For respondents under 34-years-old, climate change was a particularly strong motivator at almost 50% and over a fifth of people (21%) said they were considering eating less meat due to animal welfare. The survey also found that around 12% of the UK population are already vegetarian or vegan.
The survey has been released in time for National Vegetarian Week (16-22 May), which this year is focused on climate change. Evidence shows plant-based food is better for the planet, has far less carbon emissions than meat and for households on tight budgets it can also be a cheaper and healthier choice.
Richard McIlwain, chief executive of the Vegetarian Society, said: "We aren’t surprised to see climate change as a key driver for people reducing the amount of meat they eat.
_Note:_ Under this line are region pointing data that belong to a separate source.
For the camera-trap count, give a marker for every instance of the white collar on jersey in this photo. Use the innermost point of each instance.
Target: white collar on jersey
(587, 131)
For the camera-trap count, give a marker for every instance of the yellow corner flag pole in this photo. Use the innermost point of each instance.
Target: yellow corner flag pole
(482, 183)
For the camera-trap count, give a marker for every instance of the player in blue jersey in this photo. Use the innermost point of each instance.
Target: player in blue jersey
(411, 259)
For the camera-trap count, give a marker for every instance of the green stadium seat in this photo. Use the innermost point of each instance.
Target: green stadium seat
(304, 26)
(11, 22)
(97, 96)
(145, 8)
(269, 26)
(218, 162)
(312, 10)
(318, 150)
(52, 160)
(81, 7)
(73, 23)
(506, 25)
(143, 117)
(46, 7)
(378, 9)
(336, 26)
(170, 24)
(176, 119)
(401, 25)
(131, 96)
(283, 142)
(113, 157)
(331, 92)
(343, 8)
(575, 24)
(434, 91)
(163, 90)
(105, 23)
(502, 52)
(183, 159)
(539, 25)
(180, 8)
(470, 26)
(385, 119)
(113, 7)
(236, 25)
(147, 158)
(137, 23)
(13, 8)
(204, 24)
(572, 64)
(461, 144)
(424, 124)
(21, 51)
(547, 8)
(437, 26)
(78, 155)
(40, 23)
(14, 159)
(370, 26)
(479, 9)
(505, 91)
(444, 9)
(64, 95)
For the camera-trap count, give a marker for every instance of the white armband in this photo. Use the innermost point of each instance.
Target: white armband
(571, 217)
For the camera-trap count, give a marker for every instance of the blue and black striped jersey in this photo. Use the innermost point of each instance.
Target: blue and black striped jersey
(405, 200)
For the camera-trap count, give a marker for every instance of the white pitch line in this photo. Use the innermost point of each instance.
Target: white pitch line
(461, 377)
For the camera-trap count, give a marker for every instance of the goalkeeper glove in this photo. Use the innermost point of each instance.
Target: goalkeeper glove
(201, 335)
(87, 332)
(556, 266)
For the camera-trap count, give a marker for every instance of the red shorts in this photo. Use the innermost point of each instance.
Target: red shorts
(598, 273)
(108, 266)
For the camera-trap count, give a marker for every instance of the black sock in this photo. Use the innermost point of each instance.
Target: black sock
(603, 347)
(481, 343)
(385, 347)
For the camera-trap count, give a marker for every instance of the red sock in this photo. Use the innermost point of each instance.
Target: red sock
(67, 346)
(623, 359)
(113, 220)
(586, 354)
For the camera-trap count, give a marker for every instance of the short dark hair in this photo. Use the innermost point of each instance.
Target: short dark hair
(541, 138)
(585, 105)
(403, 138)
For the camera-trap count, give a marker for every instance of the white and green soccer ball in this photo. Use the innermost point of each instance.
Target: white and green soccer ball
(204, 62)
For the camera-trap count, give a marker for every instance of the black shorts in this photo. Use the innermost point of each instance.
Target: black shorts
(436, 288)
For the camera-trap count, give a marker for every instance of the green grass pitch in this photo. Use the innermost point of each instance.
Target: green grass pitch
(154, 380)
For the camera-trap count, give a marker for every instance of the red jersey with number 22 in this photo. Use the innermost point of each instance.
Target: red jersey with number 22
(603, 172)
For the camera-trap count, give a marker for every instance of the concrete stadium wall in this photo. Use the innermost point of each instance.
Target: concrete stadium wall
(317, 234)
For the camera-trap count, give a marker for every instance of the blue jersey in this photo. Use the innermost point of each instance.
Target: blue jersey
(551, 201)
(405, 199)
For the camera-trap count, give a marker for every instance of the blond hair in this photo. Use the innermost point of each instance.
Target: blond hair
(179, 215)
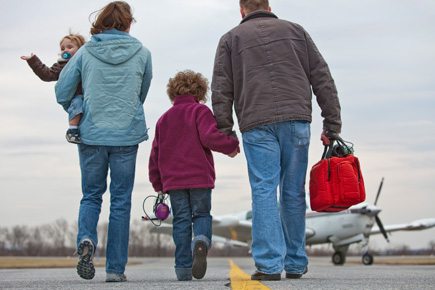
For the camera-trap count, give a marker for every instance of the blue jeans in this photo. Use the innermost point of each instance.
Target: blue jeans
(76, 107)
(189, 206)
(95, 162)
(277, 155)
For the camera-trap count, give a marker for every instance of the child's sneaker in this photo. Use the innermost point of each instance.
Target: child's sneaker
(199, 265)
(85, 267)
(110, 277)
(73, 136)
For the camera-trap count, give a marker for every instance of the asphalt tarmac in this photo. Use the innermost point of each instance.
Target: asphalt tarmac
(228, 273)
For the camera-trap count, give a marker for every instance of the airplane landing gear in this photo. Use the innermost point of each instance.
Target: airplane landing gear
(338, 258)
(367, 259)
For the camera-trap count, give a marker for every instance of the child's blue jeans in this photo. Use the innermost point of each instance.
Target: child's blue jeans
(76, 107)
(190, 207)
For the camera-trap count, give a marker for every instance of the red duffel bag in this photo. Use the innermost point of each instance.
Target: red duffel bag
(336, 181)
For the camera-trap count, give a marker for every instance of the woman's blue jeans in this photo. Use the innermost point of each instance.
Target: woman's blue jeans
(189, 206)
(277, 155)
(95, 162)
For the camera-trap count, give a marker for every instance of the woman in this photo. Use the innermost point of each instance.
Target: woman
(115, 71)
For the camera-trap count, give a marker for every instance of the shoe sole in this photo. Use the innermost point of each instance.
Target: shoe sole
(268, 277)
(116, 280)
(85, 267)
(295, 276)
(199, 266)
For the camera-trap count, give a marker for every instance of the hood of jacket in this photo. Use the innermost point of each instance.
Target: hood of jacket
(113, 46)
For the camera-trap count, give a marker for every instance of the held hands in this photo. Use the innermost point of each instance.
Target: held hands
(24, 57)
(233, 154)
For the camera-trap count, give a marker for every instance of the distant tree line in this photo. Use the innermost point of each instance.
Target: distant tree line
(59, 239)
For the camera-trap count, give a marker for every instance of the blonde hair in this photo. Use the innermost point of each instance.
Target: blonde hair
(116, 15)
(188, 82)
(75, 37)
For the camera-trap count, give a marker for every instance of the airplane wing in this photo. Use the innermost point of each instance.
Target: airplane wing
(413, 226)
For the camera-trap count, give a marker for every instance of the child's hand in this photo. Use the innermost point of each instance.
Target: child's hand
(24, 57)
(233, 154)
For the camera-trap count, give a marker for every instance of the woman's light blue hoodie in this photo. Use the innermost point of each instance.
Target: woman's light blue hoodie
(115, 70)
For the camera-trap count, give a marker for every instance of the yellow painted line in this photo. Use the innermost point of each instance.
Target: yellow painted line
(241, 280)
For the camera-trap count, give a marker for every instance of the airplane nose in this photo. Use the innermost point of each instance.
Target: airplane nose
(368, 210)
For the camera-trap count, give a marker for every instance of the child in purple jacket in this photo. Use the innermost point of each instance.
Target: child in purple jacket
(181, 164)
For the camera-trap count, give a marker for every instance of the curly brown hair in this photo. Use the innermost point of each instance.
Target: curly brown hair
(188, 82)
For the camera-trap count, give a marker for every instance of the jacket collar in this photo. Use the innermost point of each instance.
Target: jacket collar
(258, 14)
(185, 99)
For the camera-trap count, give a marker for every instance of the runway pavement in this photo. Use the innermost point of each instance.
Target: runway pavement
(227, 273)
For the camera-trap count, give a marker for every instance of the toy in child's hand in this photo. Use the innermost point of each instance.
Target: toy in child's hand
(66, 55)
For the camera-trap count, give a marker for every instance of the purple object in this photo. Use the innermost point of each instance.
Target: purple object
(162, 211)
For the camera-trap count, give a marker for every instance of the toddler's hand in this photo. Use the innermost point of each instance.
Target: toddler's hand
(24, 57)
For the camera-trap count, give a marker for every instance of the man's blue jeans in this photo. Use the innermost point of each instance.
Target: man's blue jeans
(189, 206)
(95, 162)
(277, 155)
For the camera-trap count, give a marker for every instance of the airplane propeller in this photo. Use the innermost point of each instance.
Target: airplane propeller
(373, 210)
(378, 220)
(379, 191)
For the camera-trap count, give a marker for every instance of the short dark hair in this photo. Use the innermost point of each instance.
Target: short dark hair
(254, 5)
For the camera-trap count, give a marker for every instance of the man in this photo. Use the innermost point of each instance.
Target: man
(266, 68)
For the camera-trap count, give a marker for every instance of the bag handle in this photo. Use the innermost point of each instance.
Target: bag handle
(333, 136)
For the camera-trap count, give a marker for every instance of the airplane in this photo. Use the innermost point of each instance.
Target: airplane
(341, 229)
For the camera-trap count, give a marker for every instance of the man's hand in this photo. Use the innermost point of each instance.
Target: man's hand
(233, 154)
(324, 139)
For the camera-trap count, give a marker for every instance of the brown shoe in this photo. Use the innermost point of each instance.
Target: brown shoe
(295, 276)
(266, 277)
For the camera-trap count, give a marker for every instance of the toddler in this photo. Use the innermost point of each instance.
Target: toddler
(68, 47)
(181, 164)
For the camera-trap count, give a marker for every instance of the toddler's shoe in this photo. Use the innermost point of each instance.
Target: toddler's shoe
(199, 266)
(73, 136)
(85, 267)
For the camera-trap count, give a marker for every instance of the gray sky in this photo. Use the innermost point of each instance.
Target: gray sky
(380, 54)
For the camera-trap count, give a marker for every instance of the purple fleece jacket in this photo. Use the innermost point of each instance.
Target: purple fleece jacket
(181, 154)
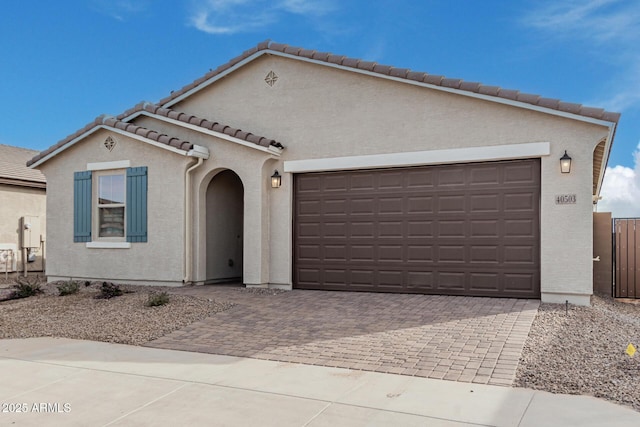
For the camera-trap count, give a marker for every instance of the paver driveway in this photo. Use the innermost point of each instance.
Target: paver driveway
(455, 338)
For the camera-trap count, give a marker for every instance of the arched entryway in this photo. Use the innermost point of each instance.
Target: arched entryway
(224, 225)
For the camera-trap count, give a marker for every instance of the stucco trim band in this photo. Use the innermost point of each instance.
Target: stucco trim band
(417, 158)
(108, 245)
(100, 166)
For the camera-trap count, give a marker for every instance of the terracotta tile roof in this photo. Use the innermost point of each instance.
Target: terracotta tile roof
(403, 73)
(113, 122)
(203, 123)
(13, 168)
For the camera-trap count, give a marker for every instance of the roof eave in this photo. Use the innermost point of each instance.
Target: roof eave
(94, 129)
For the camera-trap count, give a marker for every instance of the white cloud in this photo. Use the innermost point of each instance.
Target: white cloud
(621, 190)
(241, 16)
(120, 9)
(609, 30)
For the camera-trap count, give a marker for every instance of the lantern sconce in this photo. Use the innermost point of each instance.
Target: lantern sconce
(565, 163)
(276, 180)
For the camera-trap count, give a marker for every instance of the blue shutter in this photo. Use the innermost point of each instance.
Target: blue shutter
(136, 206)
(82, 206)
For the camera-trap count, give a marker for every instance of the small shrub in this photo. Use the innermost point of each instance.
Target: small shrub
(109, 290)
(68, 288)
(25, 288)
(159, 299)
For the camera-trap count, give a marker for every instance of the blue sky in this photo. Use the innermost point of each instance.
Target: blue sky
(64, 63)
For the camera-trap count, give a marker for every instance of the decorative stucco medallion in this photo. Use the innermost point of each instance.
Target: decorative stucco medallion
(271, 78)
(109, 143)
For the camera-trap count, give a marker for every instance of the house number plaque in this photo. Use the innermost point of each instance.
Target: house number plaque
(565, 199)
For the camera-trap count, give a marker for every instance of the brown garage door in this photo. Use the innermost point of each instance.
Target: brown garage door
(468, 229)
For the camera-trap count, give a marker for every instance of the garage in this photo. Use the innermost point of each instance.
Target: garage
(465, 229)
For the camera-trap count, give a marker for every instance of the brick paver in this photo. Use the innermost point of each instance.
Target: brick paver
(466, 339)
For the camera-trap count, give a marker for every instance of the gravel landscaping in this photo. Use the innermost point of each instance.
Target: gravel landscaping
(125, 319)
(582, 351)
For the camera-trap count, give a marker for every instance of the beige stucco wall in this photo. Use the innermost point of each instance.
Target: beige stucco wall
(16, 202)
(317, 112)
(158, 260)
(320, 112)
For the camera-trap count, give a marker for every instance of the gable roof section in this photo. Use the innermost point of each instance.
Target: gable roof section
(121, 125)
(491, 93)
(113, 124)
(13, 170)
(215, 127)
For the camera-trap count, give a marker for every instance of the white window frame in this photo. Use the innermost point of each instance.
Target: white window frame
(96, 206)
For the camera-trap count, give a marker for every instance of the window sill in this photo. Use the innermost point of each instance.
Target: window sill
(108, 245)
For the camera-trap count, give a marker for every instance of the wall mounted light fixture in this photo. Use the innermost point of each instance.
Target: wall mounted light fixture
(276, 180)
(565, 163)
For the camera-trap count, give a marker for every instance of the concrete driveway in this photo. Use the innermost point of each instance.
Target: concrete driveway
(465, 339)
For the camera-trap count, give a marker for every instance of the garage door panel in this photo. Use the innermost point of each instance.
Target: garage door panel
(420, 179)
(450, 281)
(391, 229)
(363, 230)
(333, 229)
(485, 228)
(391, 180)
(451, 204)
(453, 229)
(363, 182)
(519, 228)
(335, 183)
(485, 254)
(484, 174)
(453, 176)
(419, 204)
(391, 205)
(390, 253)
(334, 207)
(419, 229)
(485, 203)
(522, 173)
(514, 202)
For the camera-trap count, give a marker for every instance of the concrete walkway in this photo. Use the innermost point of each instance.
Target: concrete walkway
(69, 382)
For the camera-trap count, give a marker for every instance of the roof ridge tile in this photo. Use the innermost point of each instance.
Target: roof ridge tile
(388, 70)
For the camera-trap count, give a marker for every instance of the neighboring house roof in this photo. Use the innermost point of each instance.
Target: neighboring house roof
(197, 121)
(13, 169)
(462, 86)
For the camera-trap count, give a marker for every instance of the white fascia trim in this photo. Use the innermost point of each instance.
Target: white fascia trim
(417, 158)
(108, 245)
(605, 160)
(199, 151)
(110, 129)
(99, 166)
(276, 151)
(215, 78)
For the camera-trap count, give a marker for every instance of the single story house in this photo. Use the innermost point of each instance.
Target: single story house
(300, 169)
(22, 212)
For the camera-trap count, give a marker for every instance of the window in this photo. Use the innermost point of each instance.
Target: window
(110, 205)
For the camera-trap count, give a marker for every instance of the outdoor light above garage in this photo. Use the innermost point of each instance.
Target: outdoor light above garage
(565, 163)
(276, 180)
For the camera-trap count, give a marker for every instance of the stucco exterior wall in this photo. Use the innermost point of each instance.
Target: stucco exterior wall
(320, 112)
(158, 260)
(317, 112)
(16, 202)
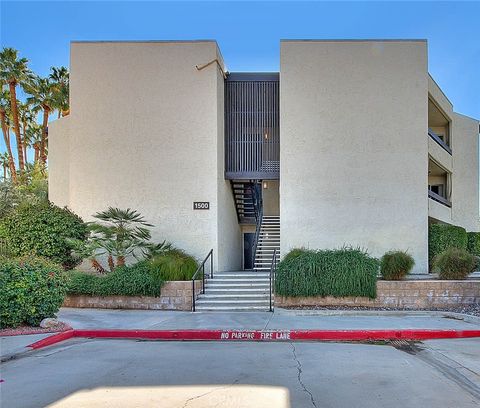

The government’s own Climate Change Committee suggests we should be eating 20% less meat by 2030 and the recent National Food Strategy, led by Henry Dimbleby, suggests this figure should be even higher at 30%.
“The good news is, if you currently eat meat every day, you can achieve a 30% reduction by going meat-free on just two days a week. What better time could there possibly be than National Vegetarian Week to give it a go?!”
Nearly half of women (48%) and almost two-thirds of men (63%) who were surveyed said they are not considering reducing the amount of meat they eat. Nearly a third of those not already following a vegetarian/vegan diet (32%) said they would not reduce their meat consumption.